# Lab 2 — Basic Anomaly Detection for Cybersecurity Logs

**Student:** Nadav Shapira

MITRE ATT&CK Technique: **T1078 – Valid Accounts**

## 1. Dataset Preparation
Synthetic login data with rare anomalous behavior (~3%).

In [None]:
df.head()

### Dataset Statistics

In [None]:
print(df.shape)
print(df['attack'].value_counts())

## 2. Exploratory Data Analysis

In [None]:
plt.hist(df['login_duration'], bins=50); plt.show()

In [None]:
df['hour'].value_counts().sort_index().plot(kind='bar'); plt.show()

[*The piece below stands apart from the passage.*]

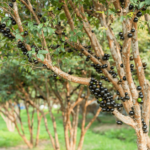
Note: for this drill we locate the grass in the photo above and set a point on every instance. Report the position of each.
(101, 140)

Normal logins cluster during business hours. Anomalies are long sessions at night.

## 3. Isolation Forest

In [None]:

X = df.drop(columns=['attack'])
y = df['attack']

preprocess = ColumnTransformer([
 ('cat', OneHotEncoder(handle_unknown='ignore'), ['user','country']),
 ('num', StandardScaler(), ['hour','login_duration'])
])

pipe = Pipeline([
 ('prep', preprocess),
 ('iforest', IsolationForest(contamination=0.03, random_state=42))
])

pipe.fit(X)
df['anomaly'] = (pipe.predict(X) == -1).astype(int)
df['score'] = pipe.named_steps['iforest'].decision_function(pipe.named_steps['prep'].transform(X))


In [None]:
print('Detected:', df['anomaly'].sum())
print('Precision:', precision_score(y, df['anomaly']))

In [None]:
plt.hist(df['score'], bins=50); plt.show()

## 4. PCA Visualization

In [None]:

X_t = preprocess.fit_transform(X)
pca = PCA(n_components=2)
X_pca = pca.fit_transform(X_t.toarray())

plt.scatter(X_pca[:,0], X_pca[:,1], c=df['anomaly'], alpha=0.5)
plt.show()


Anomalies appear as sparse outliers separated from dense normal clusters.

## Conclusion
Isolation Forest successfully detected suspicious login behavior consistent with credential misuse.